In der wissenschaftlichen Gemeinschaft werde auf Forschungsebene zudem schon länger darüber diskutiert, die B/Yamagata-Komponente künftig durch einen anderen Grippe-Virustypen oder etwa Vogel- oder Schweinegrippeviren (mit Pandemie-Gefahr) zu ersetzen, doch die Rückkehr zu trivalenten Influenza-Impfstoffen erscheint für die Praxis derzeit wahrscheinlicher. Und auch diese Rückkehr dürfte noch einige Zeit in Anspruch nehmen.

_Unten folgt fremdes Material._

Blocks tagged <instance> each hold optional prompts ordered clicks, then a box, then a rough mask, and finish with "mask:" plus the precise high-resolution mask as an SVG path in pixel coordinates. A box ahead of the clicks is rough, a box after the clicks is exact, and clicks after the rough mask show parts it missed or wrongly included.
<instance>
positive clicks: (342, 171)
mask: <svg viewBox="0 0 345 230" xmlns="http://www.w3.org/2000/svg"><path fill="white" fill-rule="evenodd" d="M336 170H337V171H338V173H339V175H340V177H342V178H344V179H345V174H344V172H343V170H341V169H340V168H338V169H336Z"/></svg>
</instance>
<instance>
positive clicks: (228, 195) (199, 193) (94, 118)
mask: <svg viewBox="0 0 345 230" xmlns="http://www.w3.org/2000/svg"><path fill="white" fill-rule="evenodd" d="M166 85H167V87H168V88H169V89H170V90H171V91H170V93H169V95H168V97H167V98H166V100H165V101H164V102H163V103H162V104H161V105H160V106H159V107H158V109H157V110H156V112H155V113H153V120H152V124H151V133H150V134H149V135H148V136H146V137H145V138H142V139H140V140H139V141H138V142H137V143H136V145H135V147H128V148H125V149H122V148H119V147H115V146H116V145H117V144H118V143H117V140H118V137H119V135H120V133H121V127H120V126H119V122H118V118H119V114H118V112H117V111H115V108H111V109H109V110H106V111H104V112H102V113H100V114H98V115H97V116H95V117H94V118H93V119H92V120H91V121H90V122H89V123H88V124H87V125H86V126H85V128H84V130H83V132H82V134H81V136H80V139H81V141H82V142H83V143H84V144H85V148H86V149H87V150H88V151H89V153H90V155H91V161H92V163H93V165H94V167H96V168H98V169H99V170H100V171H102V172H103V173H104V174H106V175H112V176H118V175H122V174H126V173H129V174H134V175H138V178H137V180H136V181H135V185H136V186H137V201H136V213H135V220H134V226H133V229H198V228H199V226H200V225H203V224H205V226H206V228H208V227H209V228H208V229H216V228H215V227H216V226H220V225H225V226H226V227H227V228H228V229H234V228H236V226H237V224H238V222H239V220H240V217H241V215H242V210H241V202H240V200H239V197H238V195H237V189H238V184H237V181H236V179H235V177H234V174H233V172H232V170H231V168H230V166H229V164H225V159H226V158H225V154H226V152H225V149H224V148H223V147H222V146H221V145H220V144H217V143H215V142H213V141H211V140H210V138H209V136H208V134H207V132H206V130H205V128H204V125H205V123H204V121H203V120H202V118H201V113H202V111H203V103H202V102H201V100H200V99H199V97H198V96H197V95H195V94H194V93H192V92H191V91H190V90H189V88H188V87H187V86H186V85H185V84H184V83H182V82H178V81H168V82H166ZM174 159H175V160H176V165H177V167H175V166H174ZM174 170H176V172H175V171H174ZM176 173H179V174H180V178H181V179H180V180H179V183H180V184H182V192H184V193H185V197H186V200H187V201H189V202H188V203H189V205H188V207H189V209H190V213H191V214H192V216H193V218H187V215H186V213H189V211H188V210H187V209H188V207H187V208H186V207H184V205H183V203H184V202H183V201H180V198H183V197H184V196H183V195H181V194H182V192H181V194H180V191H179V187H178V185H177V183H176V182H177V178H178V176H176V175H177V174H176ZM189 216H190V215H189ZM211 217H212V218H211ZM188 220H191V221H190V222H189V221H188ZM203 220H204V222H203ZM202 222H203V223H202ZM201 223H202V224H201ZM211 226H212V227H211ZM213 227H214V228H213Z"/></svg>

Im Januar dieses Jahres meldete „Stat-News“, dass es laut der „International Federation of Pharmaceutical Manufacturers and Associations“ (IFPMA) bis zur Grippe-Saison 2025/2026 auf der Nordhalbkugel und 2026 auf der Südhalbkugel dauern werde, bis die Änderung der WHO-Empfehlung Eingang in die Impfstoffherstellung finden kann. Die Umstellung würde laut IFPMA schätzungsweise 170 Arzneimittelbehörden betreffen.
Um Lieferengpässen vorzubeugen, plädiert die IFPMA für eine global synchronisierte Umstellung zu trivalenten Influenza-Impfstoffen. Währenddessen diskutiert die US-amerikanische Arzneimittelbehörde FDA bereits, ob in den USA nicht doch ein früherer Wechsel zurück zu trivalenten Impfstoffen möglich wäre.
Man darf also gespannt sein, wann und in welchem Umfang sich die neuen WHO-Empfehlungen auch in Deutschland in der Praxis niederschlagen werden.